Still, Dr David Richmond, consultant gynaecologist and president of the Royal College of Obstetricians and Gynaecologists, describes the survey as a “wake-up call”.

In the UK, there is still much to be done to ensure our rate of progress is as good as the best in Europe.

Through the Each Baby Counts initiative, we are this year beginning to undertake a structured review of each and every stillbirth that occurs during labour in term pregnancies to help identify common risk factors, learn from what went wrong and apply the lessons in maternity units across the country.

– DR DAVID RICHMOND
A recent report by the NHS Saving Babies’ Lives – NHS England gives recommendations that aim to reduce the rates of stillbirth by half by 2030.
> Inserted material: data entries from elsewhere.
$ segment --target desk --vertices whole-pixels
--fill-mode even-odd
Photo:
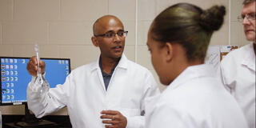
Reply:
[[[22,128],[22,126],[17,125],[17,122],[21,123],[23,116],[24,115],[2,115],[3,128]],[[26,128],[72,128],[70,118],[67,115],[48,115],[43,117],[42,119],[54,123],[47,126],[30,126]],[[47,123],[47,122],[44,122]]]

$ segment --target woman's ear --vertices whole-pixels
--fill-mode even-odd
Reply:
[[[170,62],[174,57],[174,45],[170,42],[165,44],[166,59],[167,62]]]
[[[91,37],[91,42],[93,42],[93,44],[94,44],[96,47],[98,46],[98,40],[97,40],[96,37],[92,36],[92,37]]]

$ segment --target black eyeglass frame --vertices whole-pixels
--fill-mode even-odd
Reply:
[[[119,35],[118,34],[118,33],[119,32],[122,32],[122,34],[123,34],[123,35]],[[114,34],[114,35],[111,35],[111,37],[107,37],[107,36],[106,36],[107,34]],[[114,38],[116,34],[118,34],[118,36],[119,36],[119,37],[126,37],[127,36],[127,34],[128,34],[128,30],[125,30],[125,31],[118,31],[117,33],[115,33],[115,32],[106,32],[106,33],[105,33],[105,34],[98,34],[98,35],[96,35],[96,34],[94,34],[94,37],[104,37],[104,38]]]
[[[256,18],[256,14],[247,14],[246,15],[239,15],[238,16],[238,21],[242,22],[246,18],[250,22],[254,21]]]

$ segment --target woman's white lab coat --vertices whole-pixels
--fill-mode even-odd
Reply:
[[[234,98],[210,66],[186,68],[146,105],[146,128],[247,128]]]
[[[29,109],[40,118],[66,106],[74,128],[105,127],[100,118],[104,110],[120,111],[127,118],[127,128],[144,127],[144,99],[159,94],[151,73],[124,54],[107,91],[98,61],[72,70],[63,85],[47,93],[35,91],[38,89],[32,83],[27,88]]]

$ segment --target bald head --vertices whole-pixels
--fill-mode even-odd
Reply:
[[[96,20],[93,26],[94,34],[102,34],[102,31],[106,28],[114,25],[121,26],[123,28],[123,25],[119,18],[114,15],[105,15]]]

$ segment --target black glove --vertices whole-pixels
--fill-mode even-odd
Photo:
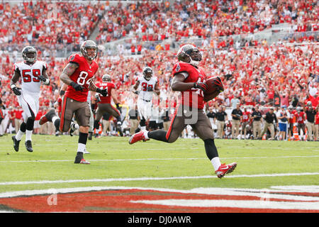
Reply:
[[[16,95],[21,95],[21,89],[19,87],[16,87],[16,86],[11,87],[11,89]]]
[[[116,109],[118,109],[121,114],[122,114],[122,107],[120,106],[120,104],[116,104]]]
[[[82,87],[80,84],[77,84],[74,82],[72,82],[71,84],[69,84],[72,87],[73,87],[73,88],[76,90],[76,91],[81,91],[83,92],[83,87]]]
[[[97,88],[96,89],[96,92],[97,93],[100,93],[101,95],[103,95],[103,96],[106,96],[108,95],[108,89],[101,89],[100,88]]]
[[[147,87],[147,92],[152,92],[153,88],[152,87]]]
[[[47,80],[47,78],[45,78],[43,75],[40,75],[38,77],[38,78],[39,78],[40,81],[44,82]]]
[[[202,82],[194,82],[194,88],[200,89],[203,92],[205,92],[207,89],[207,84],[205,83],[202,83]]]

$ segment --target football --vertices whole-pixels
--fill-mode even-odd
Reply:
[[[223,82],[219,77],[210,77],[205,82],[207,89],[204,92],[204,101],[208,101],[217,96],[224,91]]]

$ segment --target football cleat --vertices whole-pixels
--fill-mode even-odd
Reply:
[[[86,149],[85,149],[85,150],[83,151],[83,153],[84,153],[84,154],[91,154],[89,151],[86,150]]]
[[[235,168],[237,166],[236,162],[233,162],[228,165],[222,164],[218,170],[217,170],[215,172],[218,178],[222,178],[225,175],[232,172],[234,171]]]
[[[143,140],[143,141],[149,140],[150,139],[146,139],[145,136],[144,135],[144,133],[145,133],[145,132],[147,132],[147,131],[146,130],[142,130],[142,131],[140,131],[139,133],[135,133],[130,138],[130,140],[128,140],[128,143],[133,144],[133,143],[135,143],[138,141],[140,141],[140,140]]]
[[[121,126],[122,126],[122,123],[121,121],[118,121],[118,126],[116,127],[117,131],[120,133],[121,136],[123,136],[123,131],[122,128],[121,128]]]
[[[31,140],[26,140],[25,143],[26,148],[28,152],[33,152],[33,149],[32,148],[32,143]]]
[[[85,159],[83,158],[82,153],[78,152],[77,153],[77,156],[75,156],[74,163],[75,164],[90,164],[90,162],[86,161]]]
[[[55,111],[54,109],[50,110],[47,114],[41,116],[39,121],[39,124],[42,126],[43,124],[45,123],[46,122],[49,121],[50,119],[52,120],[52,116],[55,115]]]
[[[20,140],[17,140],[15,135],[12,136],[12,140],[13,140],[14,150],[16,150],[16,152],[19,151]]]
[[[71,126],[69,127],[69,135],[73,136],[73,133],[74,133],[74,131],[77,129],[79,129],[79,126],[77,123],[75,123],[74,122],[71,123]]]

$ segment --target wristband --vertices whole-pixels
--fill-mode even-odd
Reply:
[[[62,90],[60,91],[60,95],[61,96],[63,96],[65,94],[65,91],[62,91]]]
[[[43,84],[47,85],[50,84],[50,79],[45,79],[45,81],[43,82]]]

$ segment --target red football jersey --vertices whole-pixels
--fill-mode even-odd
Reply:
[[[94,60],[92,61],[91,65],[89,65],[85,57],[80,56],[79,54],[72,55],[69,57],[69,62],[75,63],[79,65],[79,67],[69,78],[73,82],[82,86],[84,89],[82,92],[76,91],[73,87],[69,85],[65,95],[68,98],[78,101],[86,101],[89,93],[88,87],[94,78],[94,74],[99,69],[99,65]]]
[[[62,111],[62,98],[59,97],[57,101],[57,114],[60,116]]]
[[[97,87],[101,89],[108,89],[108,95],[106,96],[103,96],[102,95],[100,95],[101,98],[101,102],[100,104],[111,104],[111,91],[115,88],[115,84],[111,82],[101,82],[97,83],[95,84]]]
[[[289,111],[290,114],[290,118],[289,118],[289,123],[294,123],[294,118],[295,118],[295,114],[297,113],[296,111],[293,110],[292,111]]]
[[[250,120],[249,116],[250,114],[250,112],[249,111],[243,111],[242,112],[242,122],[246,122]]]
[[[296,113],[296,119],[298,123],[304,123],[304,115],[305,115],[305,112],[299,112],[299,113]]]
[[[174,65],[173,76],[178,73],[186,72],[184,82],[204,82],[206,74],[201,68],[197,68],[190,64],[179,62]],[[181,104],[186,106],[202,109],[204,107],[203,94],[200,89],[192,88],[181,92]],[[194,99],[194,100],[193,100]]]

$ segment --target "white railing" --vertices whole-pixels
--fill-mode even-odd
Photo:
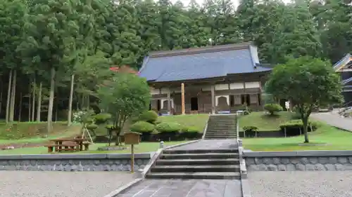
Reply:
[[[210,117],[210,114],[209,114],[209,116],[208,117],[208,121],[206,121],[206,126],[204,127],[204,129],[203,130],[203,135],[201,137],[201,140],[204,140],[206,137],[206,130],[208,129],[208,122],[209,121],[209,118]]]

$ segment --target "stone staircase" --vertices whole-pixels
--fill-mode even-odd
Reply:
[[[236,114],[211,115],[204,139],[236,139],[237,121]]]
[[[214,150],[170,149],[162,152],[146,178],[239,179],[239,172],[238,147]]]

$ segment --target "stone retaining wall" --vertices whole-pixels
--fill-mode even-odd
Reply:
[[[352,151],[244,151],[248,171],[352,170]]]
[[[143,169],[151,154],[136,154],[134,170]],[[129,154],[3,155],[0,170],[129,171],[130,161]]]

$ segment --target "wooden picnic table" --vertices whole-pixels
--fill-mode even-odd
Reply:
[[[58,139],[53,139],[50,140],[50,142],[53,142],[55,145],[61,145],[62,147],[65,146],[65,142],[74,142],[75,144],[77,144],[76,146],[76,150],[77,151],[83,151],[83,145],[85,146],[85,143],[84,143],[85,141],[87,141],[86,138],[68,138],[68,137],[64,137],[64,138],[58,138]],[[88,145],[85,147],[86,149],[88,149]],[[56,151],[57,149],[55,149]]]

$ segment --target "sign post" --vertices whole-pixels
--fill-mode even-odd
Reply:
[[[182,115],[184,115],[184,83],[181,83],[181,104]]]
[[[134,144],[139,144],[139,135],[141,134],[136,132],[127,132],[123,135],[125,137],[125,144],[131,145],[131,172],[134,172]]]

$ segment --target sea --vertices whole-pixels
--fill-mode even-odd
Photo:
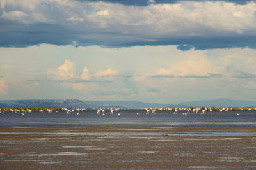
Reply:
[[[74,110],[67,114],[65,110],[44,110],[15,112],[3,110],[0,113],[0,127],[15,126],[142,126],[142,127],[256,127],[256,110],[231,110],[220,113],[218,110],[205,114],[187,113],[180,110],[157,110],[155,114],[146,114],[144,109],[120,110],[110,114],[97,115],[97,110],[84,111]]]

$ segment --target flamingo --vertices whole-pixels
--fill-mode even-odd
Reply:
[[[71,111],[71,110],[67,110],[67,115],[70,114],[70,111]]]
[[[174,113],[173,113],[173,114],[176,114],[176,113],[178,113],[178,108],[175,108],[175,109],[174,109]]]
[[[101,109],[98,110],[98,111],[97,111],[96,114],[97,115],[99,115],[101,113]]]

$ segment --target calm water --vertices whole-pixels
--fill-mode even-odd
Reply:
[[[48,113],[33,111],[20,113],[6,111],[0,113],[0,126],[87,126],[120,125],[127,126],[163,127],[256,127],[256,111],[232,110],[220,113],[207,112],[205,115],[188,114],[179,111],[157,111],[155,115],[146,115],[145,110],[120,110],[119,113],[97,115],[97,110],[74,111],[54,110]]]

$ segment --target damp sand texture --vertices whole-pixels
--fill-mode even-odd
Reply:
[[[1,169],[255,169],[255,127],[0,127]]]

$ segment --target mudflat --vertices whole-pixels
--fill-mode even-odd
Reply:
[[[1,169],[255,169],[256,127],[1,127]]]

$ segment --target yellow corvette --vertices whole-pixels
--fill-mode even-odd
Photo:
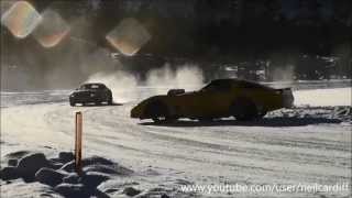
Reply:
[[[145,99],[131,110],[131,118],[155,122],[226,117],[251,120],[275,109],[289,108],[293,102],[290,88],[274,89],[241,79],[217,79],[198,91],[172,89],[167,95]]]

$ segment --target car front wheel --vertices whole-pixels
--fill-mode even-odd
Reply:
[[[176,118],[170,117],[168,108],[161,101],[153,101],[145,108],[145,114],[155,123],[170,122]]]

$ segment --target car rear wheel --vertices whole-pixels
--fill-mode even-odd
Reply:
[[[249,99],[238,99],[230,108],[230,113],[239,121],[253,120],[258,117],[256,106]]]

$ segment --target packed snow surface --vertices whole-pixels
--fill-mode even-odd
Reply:
[[[180,120],[169,124],[129,118],[132,107],[153,95],[152,88],[140,89],[140,98],[125,103],[75,108],[69,107],[66,91],[2,94],[1,158],[18,150],[47,155],[73,151],[74,116],[81,111],[84,156],[103,156],[134,169],[139,174],[131,176],[129,183],[139,184],[136,188],[163,185],[177,188],[187,184],[334,185],[351,179],[351,88],[295,91],[298,107],[271,112],[260,121]],[[267,196],[350,195],[304,191]],[[237,196],[263,197],[263,194]]]

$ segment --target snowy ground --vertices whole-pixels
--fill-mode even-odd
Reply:
[[[129,118],[131,108],[153,88],[140,92],[139,99],[117,106],[76,108],[68,106],[66,91],[2,92],[2,166],[3,156],[18,150],[47,155],[73,151],[74,113],[82,111],[84,156],[105,156],[134,169],[128,182],[140,189],[188,184],[336,185],[351,179],[351,87],[297,90],[296,108],[261,121],[182,120],[166,125]],[[2,184],[2,193],[21,197],[10,185]],[[349,191],[198,195],[351,196]]]

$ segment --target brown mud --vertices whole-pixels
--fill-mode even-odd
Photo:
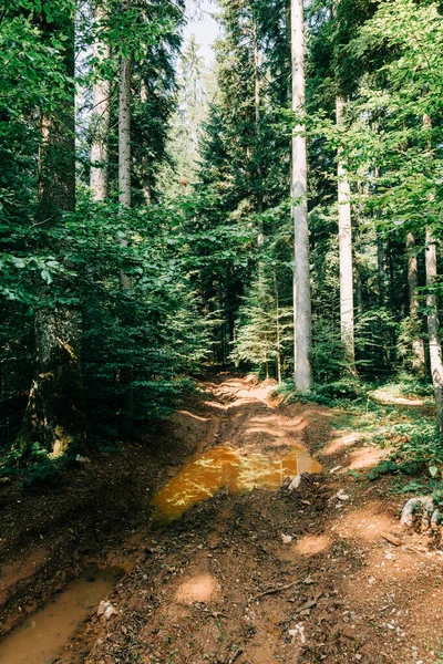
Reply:
[[[365,479],[377,450],[271,385],[205,388],[156,447],[103,455],[59,495],[1,489],[3,632],[95,562],[126,570],[115,612],[95,608],[59,663],[442,662],[442,556],[400,530],[390,480]]]

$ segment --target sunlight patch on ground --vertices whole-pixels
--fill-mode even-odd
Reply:
[[[362,449],[356,449],[349,453],[351,457],[350,464],[347,466],[342,473],[346,470],[363,470],[364,468],[373,468],[380,461],[389,457],[389,449],[375,449],[373,447],[363,447]]]
[[[316,556],[330,548],[332,540],[327,535],[305,535],[293,544],[293,550],[300,556]]]
[[[338,437],[328,443],[328,445],[321,450],[321,454],[326,456],[332,456],[338,452],[342,452],[348,447],[352,447],[352,445],[356,445],[356,443],[360,443],[360,440],[364,437],[362,434],[357,432],[350,432],[348,434],[342,434],[342,432],[338,432],[337,434]]]
[[[299,446],[277,459],[265,454],[245,457],[230,447],[216,447],[185,466],[157,494],[154,518],[176,519],[222,488],[234,495],[254,488],[278,489],[287,477],[302,473],[321,473],[321,465]]]
[[[212,574],[198,574],[187,579],[177,589],[175,601],[179,604],[190,605],[195,602],[208,604],[220,591],[220,584]]]
[[[385,512],[385,507],[373,500],[343,515],[331,530],[340,537],[371,542],[381,541],[383,532],[392,532],[398,526],[399,521]]]
[[[178,411],[178,413],[181,413],[181,415],[186,415],[187,417],[192,417],[193,419],[198,419],[199,422],[208,422],[209,417],[200,417],[199,415],[196,415],[195,413],[189,413],[189,411]]]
One of the most striking observations is how often poor fetal growth corresponds with stillbirth, consistent with a recent Panorama programme that suggested regular scans could halve the UK rate of still birth by tracking growth and highlighting failure to thrive. The latter can often be addressed by inducing early births.

The four key recommendations are based on extending best practice around the country and include:
  • Reducing smoking in pregnancy
  • Risk assessment and surveillance for fetal growth restriction
  • Raising awareness of reduced fetal movement
  • Effective fetal monitoring during labour

None of these relate to home births. All of the recommendations require joined up, consistent maternal care with time to be spent monitoring, managing, helping women to manage their lives and their pregnancies.